Nasal turbinate mucosa tissues were harvested, immediately submerged in RNAlater solution (Ambion, TX, USA), and stored at 4 °C until RNA extraction. Total RNA was extracted from nasal turbinate mucosa tissues using TRIZol reagent (Invitrogen, CA, USA). Purified RNA (1 μg) was then reverse transcribed to cDNA using a SuperScript™ VILO™ cDNA Synthesis Kit (Invitrogen, Carlsbad, CA, USA) according to the manufacturer’s instructions. qRT-PCR was performed with TaqMan method using a 7900HT Fast Real-Time System (Applied Biosystems, CA, USA) with pre-designed primer and probe sets (TaqMan Gene Expression Assay; Applied Biosystems, CA, USA) to measure mRNA levels of cytokines. TaqMan Gene Expression Assays used in this study included IL-4 (Mm 00445259_m1), IL-5 (Mm 000439646_m1), IL-10 (Mm 01288386_m1), IL-13 (Mm 00434204_m1), TNF-α (Mm 00443258_m1), IFN-γ (Mm 01168134_m1), and COX-2 (Mm00516005_m1).

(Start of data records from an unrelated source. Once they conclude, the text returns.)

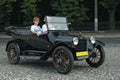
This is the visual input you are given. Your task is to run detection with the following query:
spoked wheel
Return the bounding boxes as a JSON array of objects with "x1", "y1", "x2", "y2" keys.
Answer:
[
  {"x1": 7, "y1": 43, "x2": 20, "y2": 64},
  {"x1": 86, "y1": 46, "x2": 105, "y2": 68},
  {"x1": 52, "y1": 46, "x2": 74, "y2": 74}
]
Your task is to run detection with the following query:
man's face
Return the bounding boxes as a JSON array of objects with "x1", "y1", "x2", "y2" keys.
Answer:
[{"x1": 34, "y1": 19, "x2": 39, "y2": 25}]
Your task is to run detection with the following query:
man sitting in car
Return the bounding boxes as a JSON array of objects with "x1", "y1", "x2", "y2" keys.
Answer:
[{"x1": 31, "y1": 17, "x2": 47, "y2": 36}]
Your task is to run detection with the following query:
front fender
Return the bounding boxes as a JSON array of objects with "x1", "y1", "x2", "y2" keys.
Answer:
[{"x1": 94, "y1": 40, "x2": 105, "y2": 47}]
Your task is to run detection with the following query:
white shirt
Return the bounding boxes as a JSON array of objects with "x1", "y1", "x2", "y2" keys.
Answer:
[
  {"x1": 42, "y1": 24, "x2": 48, "y2": 33},
  {"x1": 31, "y1": 25, "x2": 43, "y2": 34}
]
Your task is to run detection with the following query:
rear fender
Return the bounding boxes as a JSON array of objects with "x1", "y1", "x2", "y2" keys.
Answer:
[
  {"x1": 88, "y1": 40, "x2": 105, "y2": 56},
  {"x1": 5, "y1": 40, "x2": 20, "y2": 54},
  {"x1": 46, "y1": 42, "x2": 76, "y2": 59},
  {"x1": 94, "y1": 40, "x2": 105, "y2": 47}
]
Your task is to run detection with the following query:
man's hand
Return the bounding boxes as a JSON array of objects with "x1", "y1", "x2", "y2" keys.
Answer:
[{"x1": 36, "y1": 33, "x2": 40, "y2": 37}]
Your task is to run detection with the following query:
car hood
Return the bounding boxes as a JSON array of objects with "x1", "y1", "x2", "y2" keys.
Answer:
[{"x1": 55, "y1": 35, "x2": 74, "y2": 42}]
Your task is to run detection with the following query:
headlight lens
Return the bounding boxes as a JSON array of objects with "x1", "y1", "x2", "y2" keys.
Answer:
[
  {"x1": 90, "y1": 36, "x2": 96, "y2": 44},
  {"x1": 73, "y1": 37, "x2": 79, "y2": 45}
]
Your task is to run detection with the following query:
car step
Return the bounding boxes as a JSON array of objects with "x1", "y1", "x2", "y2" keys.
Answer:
[{"x1": 22, "y1": 50, "x2": 47, "y2": 56}]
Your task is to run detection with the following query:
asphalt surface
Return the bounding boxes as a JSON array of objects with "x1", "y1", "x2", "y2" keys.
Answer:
[{"x1": 0, "y1": 38, "x2": 120, "y2": 80}]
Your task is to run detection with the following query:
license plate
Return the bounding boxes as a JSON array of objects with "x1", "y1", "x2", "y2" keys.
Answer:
[{"x1": 76, "y1": 51, "x2": 88, "y2": 57}]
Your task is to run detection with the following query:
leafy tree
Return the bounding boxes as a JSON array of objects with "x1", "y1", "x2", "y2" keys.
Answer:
[
  {"x1": 20, "y1": 0, "x2": 40, "y2": 25},
  {"x1": 51, "y1": 0, "x2": 88, "y2": 22},
  {"x1": 100, "y1": 0, "x2": 120, "y2": 30},
  {"x1": 0, "y1": 0, "x2": 16, "y2": 25}
]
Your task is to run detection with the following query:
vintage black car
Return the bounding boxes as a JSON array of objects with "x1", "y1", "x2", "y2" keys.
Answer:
[{"x1": 6, "y1": 16, "x2": 105, "y2": 74}]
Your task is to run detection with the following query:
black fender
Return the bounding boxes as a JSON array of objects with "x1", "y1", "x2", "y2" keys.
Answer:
[
  {"x1": 94, "y1": 40, "x2": 105, "y2": 47},
  {"x1": 41, "y1": 42, "x2": 77, "y2": 60},
  {"x1": 88, "y1": 40, "x2": 105, "y2": 56},
  {"x1": 5, "y1": 40, "x2": 21, "y2": 54}
]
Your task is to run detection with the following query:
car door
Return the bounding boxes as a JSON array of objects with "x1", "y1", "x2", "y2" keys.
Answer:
[{"x1": 29, "y1": 34, "x2": 52, "y2": 51}]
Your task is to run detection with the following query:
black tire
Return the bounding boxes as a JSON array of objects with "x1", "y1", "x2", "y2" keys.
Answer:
[
  {"x1": 7, "y1": 43, "x2": 20, "y2": 64},
  {"x1": 86, "y1": 46, "x2": 105, "y2": 68},
  {"x1": 52, "y1": 46, "x2": 74, "y2": 74}
]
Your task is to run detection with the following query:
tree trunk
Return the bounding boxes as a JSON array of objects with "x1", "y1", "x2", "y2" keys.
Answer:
[{"x1": 108, "y1": 8, "x2": 115, "y2": 30}]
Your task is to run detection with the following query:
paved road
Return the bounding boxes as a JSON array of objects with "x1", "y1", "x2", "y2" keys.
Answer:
[{"x1": 0, "y1": 38, "x2": 120, "y2": 80}]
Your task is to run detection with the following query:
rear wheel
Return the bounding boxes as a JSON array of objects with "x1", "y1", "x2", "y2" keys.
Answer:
[
  {"x1": 86, "y1": 46, "x2": 105, "y2": 68},
  {"x1": 7, "y1": 43, "x2": 20, "y2": 64},
  {"x1": 52, "y1": 46, "x2": 74, "y2": 74}
]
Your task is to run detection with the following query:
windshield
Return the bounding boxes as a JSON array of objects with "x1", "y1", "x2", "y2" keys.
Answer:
[{"x1": 47, "y1": 16, "x2": 68, "y2": 30}]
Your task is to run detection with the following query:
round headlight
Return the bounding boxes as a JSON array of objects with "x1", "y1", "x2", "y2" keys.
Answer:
[
  {"x1": 73, "y1": 37, "x2": 79, "y2": 45},
  {"x1": 90, "y1": 36, "x2": 96, "y2": 44}
]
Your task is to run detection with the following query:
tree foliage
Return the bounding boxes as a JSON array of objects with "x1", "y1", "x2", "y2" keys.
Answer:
[
  {"x1": 100, "y1": 0, "x2": 120, "y2": 30},
  {"x1": 100, "y1": 0, "x2": 120, "y2": 9},
  {"x1": 0, "y1": 0, "x2": 16, "y2": 25},
  {"x1": 51, "y1": 0, "x2": 88, "y2": 22}
]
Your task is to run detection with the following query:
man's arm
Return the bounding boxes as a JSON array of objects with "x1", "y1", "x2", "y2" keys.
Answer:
[
  {"x1": 31, "y1": 26, "x2": 40, "y2": 36},
  {"x1": 42, "y1": 24, "x2": 48, "y2": 34}
]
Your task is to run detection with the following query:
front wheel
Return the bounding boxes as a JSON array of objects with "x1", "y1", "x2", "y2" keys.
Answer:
[
  {"x1": 86, "y1": 46, "x2": 105, "y2": 68},
  {"x1": 7, "y1": 43, "x2": 20, "y2": 64},
  {"x1": 52, "y1": 46, "x2": 74, "y2": 74}
]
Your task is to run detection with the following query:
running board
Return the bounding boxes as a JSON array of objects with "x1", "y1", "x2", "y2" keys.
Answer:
[{"x1": 21, "y1": 50, "x2": 47, "y2": 56}]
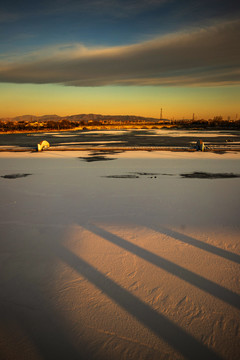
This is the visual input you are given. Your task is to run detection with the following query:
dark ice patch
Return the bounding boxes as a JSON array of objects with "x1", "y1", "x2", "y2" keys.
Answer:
[
  {"x1": 104, "y1": 174, "x2": 139, "y2": 179},
  {"x1": 1, "y1": 174, "x2": 32, "y2": 179},
  {"x1": 180, "y1": 171, "x2": 240, "y2": 179},
  {"x1": 79, "y1": 155, "x2": 116, "y2": 162}
]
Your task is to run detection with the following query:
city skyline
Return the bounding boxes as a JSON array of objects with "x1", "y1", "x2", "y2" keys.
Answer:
[{"x1": 0, "y1": 0, "x2": 240, "y2": 119}]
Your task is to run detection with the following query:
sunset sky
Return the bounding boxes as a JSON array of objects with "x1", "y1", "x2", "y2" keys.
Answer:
[{"x1": 0, "y1": 0, "x2": 240, "y2": 119}]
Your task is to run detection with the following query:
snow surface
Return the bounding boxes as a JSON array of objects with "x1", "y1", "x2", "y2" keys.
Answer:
[{"x1": 0, "y1": 152, "x2": 240, "y2": 360}]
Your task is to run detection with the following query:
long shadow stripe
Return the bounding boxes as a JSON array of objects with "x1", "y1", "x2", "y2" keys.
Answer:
[
  {"x1": 147, "y1": 225, "x2": 240, "y2": 264},
  {"x1": 87, "y1": 224, "x2": 240, "y2": 309},
  {"x1": 56, "y1": 246, "x2": 221, "y2": 360}
]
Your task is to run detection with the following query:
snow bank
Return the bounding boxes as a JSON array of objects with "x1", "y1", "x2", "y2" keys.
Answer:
[{"x1": 0, "y1": 152, "x2": 240, "y2": 359}]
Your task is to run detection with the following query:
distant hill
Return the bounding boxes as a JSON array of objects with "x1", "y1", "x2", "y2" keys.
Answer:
[{"x1": 0, "y1": 114, "x2": 159, "y2": 122}]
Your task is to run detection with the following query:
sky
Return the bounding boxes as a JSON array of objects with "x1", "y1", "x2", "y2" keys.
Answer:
[{"x1": 0, "y1": 0, "x2": 240, "y2": 119}]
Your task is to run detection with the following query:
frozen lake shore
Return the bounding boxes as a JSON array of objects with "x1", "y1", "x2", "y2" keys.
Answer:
[{"x1": 0, "y1": 151, "x2": 240, "y2": 360}]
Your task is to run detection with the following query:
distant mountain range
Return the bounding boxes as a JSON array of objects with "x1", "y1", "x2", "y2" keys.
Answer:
[{"x1": 0, "y1": 114, "x2": 159, "y2": 122}]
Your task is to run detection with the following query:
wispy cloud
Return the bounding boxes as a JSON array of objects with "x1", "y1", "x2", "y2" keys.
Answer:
[{"x1": 0, "y1": 21, "x2": 240, "y2": 86}]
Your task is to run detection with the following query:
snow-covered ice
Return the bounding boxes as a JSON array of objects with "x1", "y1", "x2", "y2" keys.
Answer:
[{"x1": 0, "y1": 151, "x2": 240, "y2": 360}]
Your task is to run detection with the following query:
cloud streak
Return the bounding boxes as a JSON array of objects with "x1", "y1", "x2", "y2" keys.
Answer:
[{"x1": 0, "y1": 21, "x2": 240, "y2": 86}]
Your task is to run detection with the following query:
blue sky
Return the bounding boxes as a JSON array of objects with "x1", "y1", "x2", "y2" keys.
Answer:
[{"x1": 0, "y1": 0, "x2": 240, "y2": 117}]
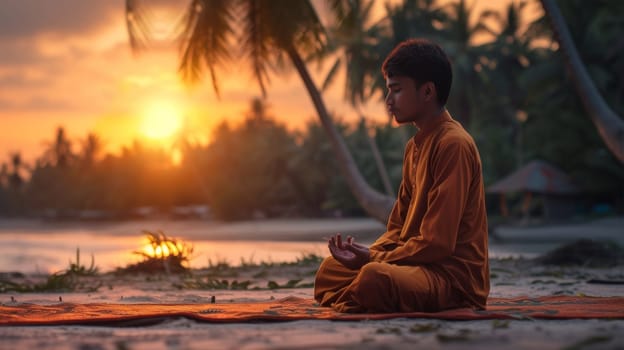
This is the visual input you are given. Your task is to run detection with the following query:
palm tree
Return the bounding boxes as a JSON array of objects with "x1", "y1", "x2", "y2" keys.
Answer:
[
  {"x1": 540, "y1": 0, "x2": 624, "y2": 163},
  {"x1": 323, "y1": 0, "x2": 395, "y2": 197},
  {"x1": 8, "y1": 152, "x2": 27, "y2": 190},
  {"x1": 82, "y1": 133, "x2": 102, "y2": 167},
  {"x1": 126, "y1": 0, "x2": 394, "y2": 221},
  {"x1": 444, "y1": 0, "x2": 492, "y2": 128}
]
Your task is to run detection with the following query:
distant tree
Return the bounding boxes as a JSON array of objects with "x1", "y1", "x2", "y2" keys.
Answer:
[
  {"x1": 541, "y1": 0, "x2": 624, "y2": 163},
  {"x1": 126, "y1": 0, "x2": 394, "y2": 222}
]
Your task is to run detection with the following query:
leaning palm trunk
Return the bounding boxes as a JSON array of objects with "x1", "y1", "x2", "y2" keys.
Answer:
[
  {"x1": 541, "y1": 0, "x2": 624, "y2": 163},
  {"x1": 287, "y1": 46, "x2": 394, "y2": 222},
  {"x1": 360, "y1": 115, "x2": 395, "y2": 197}
]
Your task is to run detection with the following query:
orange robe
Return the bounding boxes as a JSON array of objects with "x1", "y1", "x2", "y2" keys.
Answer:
[{"x1": 314, "y1": 111, "x2": 490, "y2": 312}]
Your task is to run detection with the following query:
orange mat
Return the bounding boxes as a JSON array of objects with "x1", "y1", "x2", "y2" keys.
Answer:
[{"x1": 0, "y1": 296, "x2": 624, "y2": 326}]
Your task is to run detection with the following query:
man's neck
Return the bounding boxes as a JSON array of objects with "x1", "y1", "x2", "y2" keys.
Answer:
[{"x1": 413, "y1": 106, "x2": 446, "y2": 129}]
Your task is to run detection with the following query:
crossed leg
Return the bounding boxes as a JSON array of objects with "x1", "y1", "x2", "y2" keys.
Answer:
[{"x1": 314, "y1": 257, "x2": 460, "y2": 312}]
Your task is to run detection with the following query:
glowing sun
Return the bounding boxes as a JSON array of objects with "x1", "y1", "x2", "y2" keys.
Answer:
[{"x1": 139, "y1": 102, "x2": 183, "y2": 140}]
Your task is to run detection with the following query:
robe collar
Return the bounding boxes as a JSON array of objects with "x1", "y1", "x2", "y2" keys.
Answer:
[{"x1": 413, "y1": 108, "x2": 453, "y2": 146}]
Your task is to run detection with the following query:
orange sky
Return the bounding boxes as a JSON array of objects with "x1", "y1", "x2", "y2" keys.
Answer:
[{"x1": 0, "y1": 0, "x2": 536, "y2": 163}]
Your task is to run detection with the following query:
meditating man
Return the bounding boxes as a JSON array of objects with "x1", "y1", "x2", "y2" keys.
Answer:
[{"x1": 314, "y1": 39, "x2": 490, "y2": 312}]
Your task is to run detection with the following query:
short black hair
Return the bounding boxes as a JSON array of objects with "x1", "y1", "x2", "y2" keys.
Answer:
[{"x1": 381, "y1": 39, "x2": 453, "y2": 106}]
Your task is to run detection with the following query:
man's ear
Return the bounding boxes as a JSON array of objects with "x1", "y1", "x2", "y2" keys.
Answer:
[{"x1": 423, "y1": 81, "x2": 437, "y2": 101}]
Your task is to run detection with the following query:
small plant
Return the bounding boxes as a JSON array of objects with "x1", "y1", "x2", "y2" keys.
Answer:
[
  {"x1": 117, "y1": 230, "x2": 193, "y2": 274},
  {"x1": 0, "y1": 248, "x2": 102, "y2": 293}
]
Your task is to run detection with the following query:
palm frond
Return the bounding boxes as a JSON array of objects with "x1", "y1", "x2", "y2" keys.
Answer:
[
  {"x1": 178, "y1": 0, "x2": 234, "y2": 96},
  {"x1": 126, "y1": 0, "x2": 151, "y2": 53}
]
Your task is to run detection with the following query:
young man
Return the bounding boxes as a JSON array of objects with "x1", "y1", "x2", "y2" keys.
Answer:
[{"x1": 314, "y1": 39, "x2": 490, "y2": 312}]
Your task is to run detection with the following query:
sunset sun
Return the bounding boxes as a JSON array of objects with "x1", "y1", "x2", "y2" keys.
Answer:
[{"x1": 139, "y1": 102, "x2": 182, "y2": 140}]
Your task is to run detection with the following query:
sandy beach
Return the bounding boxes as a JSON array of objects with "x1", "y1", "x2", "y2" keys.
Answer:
[{"x1": 0, "y1": 217, "x2": 624, "y2": 349}]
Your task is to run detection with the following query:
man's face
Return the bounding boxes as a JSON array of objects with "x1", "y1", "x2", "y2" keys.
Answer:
[{"x1": 386, "y1": 76, "x2": 424, "y2": 124}]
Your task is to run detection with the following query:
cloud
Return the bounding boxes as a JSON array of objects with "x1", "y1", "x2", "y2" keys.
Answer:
[
  {"x1": 0, "y1": 96, "x2": 73, "y2": 112},
  {"x1": 0, "y1": 0, "x2": 124, "y2": 38}
]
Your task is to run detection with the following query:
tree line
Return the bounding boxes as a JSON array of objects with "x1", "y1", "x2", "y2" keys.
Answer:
[{"x1": 2, "y1": 0, "x2": 624, "y2": 218}]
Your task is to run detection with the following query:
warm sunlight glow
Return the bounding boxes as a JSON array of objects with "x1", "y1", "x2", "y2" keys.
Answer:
[
  {"x1": 143, "y1": 242, "x2": 180, "y2": 259},
  {"x1": 140, "y1": 102, "x2": 182, "y2": 140}
]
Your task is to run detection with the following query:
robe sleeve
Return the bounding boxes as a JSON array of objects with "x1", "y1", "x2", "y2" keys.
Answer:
[
  {"x1": 370, "y1": 143, "x2": 413, "y2": 251},
  {"x1": 371, "y1": 140, "x2": 474, "y2": 265}
]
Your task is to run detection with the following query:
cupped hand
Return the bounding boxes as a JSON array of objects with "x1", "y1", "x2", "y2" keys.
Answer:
[{"x1": 328, "y1": 233, "x2": 370, "y2": 270}]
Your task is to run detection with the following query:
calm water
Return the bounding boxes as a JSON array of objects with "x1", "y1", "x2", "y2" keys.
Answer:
[{"x1": 0, "y1": 219, "x2": 556, "y2": 273}]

Expression level of GAPDH (glyceraldehyde-3-phosphate dehydrogenase; Mm 99999915_g1) was used an internal control for normalization. Relative gene expression was calculated by using comparative CT method (CT) with RQ Manager software 1.21 (Applied Biosystems).

After the first experiment, we found that there was no significant difference in symptom scores, ELISA, or RT-PCR results between group A and group B. In addition, we found that the therapeutic effect was more pronounced at onion extract amount of 40 μL than that at amount of 20 μL (Fig. 1). Therefore, eight mice were further assigned to groups A, C, and E for the second experiment.

Statistical analysis

To compare results between groups, statistical analysis was carried out using ANOVA and Tukey test for normally distributed data (sneezing score and total IgE) and Kruskal-Wallis test followed by post-hoc test using Mann-Whitney U test with Bonferroni’s correction was performed for remaining values which did not follow the normal distribution (OVA-specific IgE, IL-4, IL-5, IL-10, IL-13, TNF-α, IFN- γ, COX-2 and eosinophil count). All statistical analyses were performed using PASW Statistics software ver. 18.0 (SPSS Inc., Chicago, IL, USA). A p-value < 0.05 was considered statistically significant.

Ethics approval and consent to participate

Animal experiment protocol was approved by Institutional Animal Care and Use Committee (IACUC) of Samsung Biomedical Research Institute, Seoul, Korea (IACUC number: 20170117001).